Downloading wiki.mozilla.org Web Pages for Offline Browsing
In our 2005-2006 FIPS validation, we prepared the documentation using wiki.mozilla.org. Our documentation consists of a collection of web pages that don't form a directory hierarchy, so we can't describe their locations with a simple sentence like "the documentation is under this directory." Furthermore, unlike www.mozilla.org where we can check out master copies of the web pages from CVS, the only way to get copies of the web pages on wiki.mozilla.org is to download them. This presents a challenge because we have to submit a copy of our documentation on a CD-ROM to the testing lab.Fortunately, I found that there are many tools called offline browsers that can download web pages for local browsing, and they are inexpensive (< $50) or free. I tested an open source one called HTTrack. After I spent a few hours experimenting with its options, I got it to work.

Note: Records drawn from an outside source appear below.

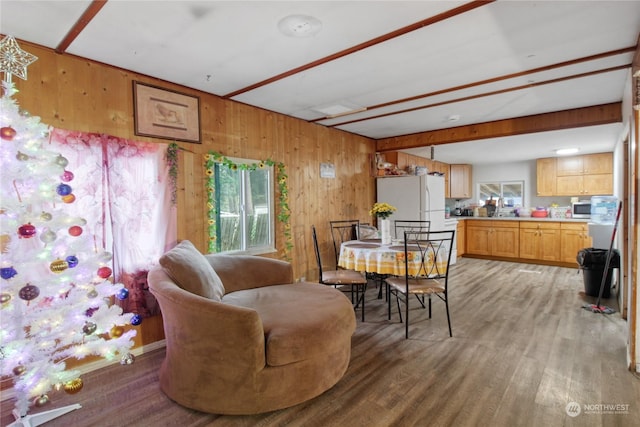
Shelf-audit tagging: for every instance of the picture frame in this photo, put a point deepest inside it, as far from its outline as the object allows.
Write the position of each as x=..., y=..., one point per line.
x=164, y=113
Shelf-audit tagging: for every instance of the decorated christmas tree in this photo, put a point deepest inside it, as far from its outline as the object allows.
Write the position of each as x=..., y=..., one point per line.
x=56, y=287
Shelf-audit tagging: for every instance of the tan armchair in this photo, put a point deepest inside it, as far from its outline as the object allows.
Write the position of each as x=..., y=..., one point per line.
x=266, y=344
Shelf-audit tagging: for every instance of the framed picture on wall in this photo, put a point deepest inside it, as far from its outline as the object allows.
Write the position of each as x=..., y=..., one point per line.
x=167, y=114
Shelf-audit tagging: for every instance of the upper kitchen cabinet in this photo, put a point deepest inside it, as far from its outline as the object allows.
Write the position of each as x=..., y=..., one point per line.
x=460, y=182
x=588, y=164
x=586, y=175
x=546, y=177
x=445, y=170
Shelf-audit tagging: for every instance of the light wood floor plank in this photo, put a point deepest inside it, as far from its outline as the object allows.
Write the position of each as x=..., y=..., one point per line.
x=522, y=349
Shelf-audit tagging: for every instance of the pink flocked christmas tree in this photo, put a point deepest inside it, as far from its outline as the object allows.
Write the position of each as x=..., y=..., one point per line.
x=56, y=287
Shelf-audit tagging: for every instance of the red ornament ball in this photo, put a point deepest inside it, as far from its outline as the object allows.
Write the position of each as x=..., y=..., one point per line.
x=116, y=331
x=7, y=133
x=75, y=230
x=104, y=272
x=29, y=292
x=69, y=198
x=26, y=231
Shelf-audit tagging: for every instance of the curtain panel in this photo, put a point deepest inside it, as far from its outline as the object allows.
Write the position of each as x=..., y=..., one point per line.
x=123, y=191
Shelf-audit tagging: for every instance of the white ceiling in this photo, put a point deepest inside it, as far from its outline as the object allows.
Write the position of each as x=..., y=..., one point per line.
x=366, y=56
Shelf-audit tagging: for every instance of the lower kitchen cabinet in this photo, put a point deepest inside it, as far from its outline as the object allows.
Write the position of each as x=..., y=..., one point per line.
x=540, y=240
x=573, y=237
x=461, y=238
x=493, y=238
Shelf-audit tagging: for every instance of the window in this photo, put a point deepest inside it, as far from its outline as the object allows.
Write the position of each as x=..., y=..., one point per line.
x=511, y=192
x=245, y=214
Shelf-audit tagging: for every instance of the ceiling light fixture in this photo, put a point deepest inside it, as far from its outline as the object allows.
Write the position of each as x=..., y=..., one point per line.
x=566, y=151
x=299, y=26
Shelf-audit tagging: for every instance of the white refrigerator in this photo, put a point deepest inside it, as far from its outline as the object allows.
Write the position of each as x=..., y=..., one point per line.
x=417, y=197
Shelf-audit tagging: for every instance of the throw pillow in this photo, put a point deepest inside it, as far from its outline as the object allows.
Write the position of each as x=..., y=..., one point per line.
x=192, y=272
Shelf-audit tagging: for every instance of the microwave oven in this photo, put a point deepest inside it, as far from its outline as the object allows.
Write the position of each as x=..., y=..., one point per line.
x=581, y=209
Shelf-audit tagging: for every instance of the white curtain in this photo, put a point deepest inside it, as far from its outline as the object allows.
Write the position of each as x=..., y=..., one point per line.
x=123, y=191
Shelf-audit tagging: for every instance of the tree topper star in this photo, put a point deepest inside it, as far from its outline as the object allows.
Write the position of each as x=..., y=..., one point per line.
x=14, y=60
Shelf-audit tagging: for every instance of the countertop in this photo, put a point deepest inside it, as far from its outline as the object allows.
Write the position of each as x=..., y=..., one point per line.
x=515, y=218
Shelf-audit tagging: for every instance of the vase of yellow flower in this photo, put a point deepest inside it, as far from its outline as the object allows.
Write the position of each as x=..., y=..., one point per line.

Here are the instructions.
Instructions
- Download HTTrack from http://www.httrack.com/.
- Install HTTrack
- Start up HTTrack.
- Click the Next button to start a new project.
- Name the project NSSCryptoModuleSpec and click Next
- Add the URL: http://wiki.mozilla.org/NSSCryptoModuleSpec.
- Under "Preferences and mirror options", Click on "Set options..."
- Select the Scan Rules tab.
- Copy and paste the following rules under the default rule:
+wiki.mozilla.org/* -http://wiki.mozilla.org/index.php?title=Special:Userlogin* -http://wiki.mozilla.org/Main_Page -http://wiki.mozilla.org/MozillaWiki:* -http://wiki.mozilla.org/Special:* -http://wiki.mozilla.org/Help:Contents -http://wiki.mozilla.org/index.php?title=*&action=history -http://wiki.mozilla.org/index.php?title=*&action=edit* -http://wiki.mozilla.org/index.php?title=*&action=watch -http://wiki.mozilla.org/NSS -www.mozilla.org/* +http://www.mozilla.org/css/* +http://www.mozilla.org/images/* +http://www.mozilla.org/projects/security/pki/nss/fips/nss-source/* +http://www.mozilla.org/projects/security/pki/nss/fips/audit-design.html +http://www.mozilla.org/projects/security/pki/nss/fips/secpolicy.pdf +http://www.mozilla.org/projects/security/pki/nss/overview.html +http://www.mozilla.org/projects/security/pki/nss/intro.html +http://www.mozilla.org/projects/security/pki/nss/nss-guidelines.html +http://www.mozilla.org/projects/security/pki/nss/devel/pk11wrap.pdf +http://www.mozilla.org/projects/security/pki/nss/pcertdb.html +http://www.mozilla.org/projects/security/pki/nss/*.gif -developer.mozilla.org/* +http://developer.mozilla.org/en/docs/skins/* +http://developer.mozilla.org/favicon.ico +http://developer.mozilla.org/css/* +http://developer.mozilla.org/en/docs/index.php?title=-&action=raw&smaxage=0&gen=js +http://developer.mozilla.org/en/docs/index.php?title=MediaWiki:Cavendish.css&action=raw&ctype=text/css&smaxage=18000 +http://developer.mozilla.org/en/docs/index.php?title=-&action=raw&gen=css&maxage=18000 +http://developer.mozilla.org/en/docs/FC_* +http://developer.mozilla.org/en/docs/NSS_reference* +http://developer.mozilla.org/en/docs/PKCS11_Module_Specs - Select the Flow Control tab.
- Set "TimeOut(s)" to the maximum 1200 s and "Retries" to the maximum 3, and click OK.
- Click Next, and then click Finish.
Notes on the Scan Rules
'-' means "excludes".'+' means "includes".
The rules seem to be interpreted sequentially, so their ordering matters.
The "excludes" rules are necessary to prevent the tool from wandering off and downloading irrelevant web pages from wiki.mozilla.org. I have to exclude all the links in the top and left panels of each web page. If those links ever change, we will need to update the "excludes" rules.
For www.mozilla.org, I only want a few files:
- fips/nss-source
- a few "design specification" documents I referenced.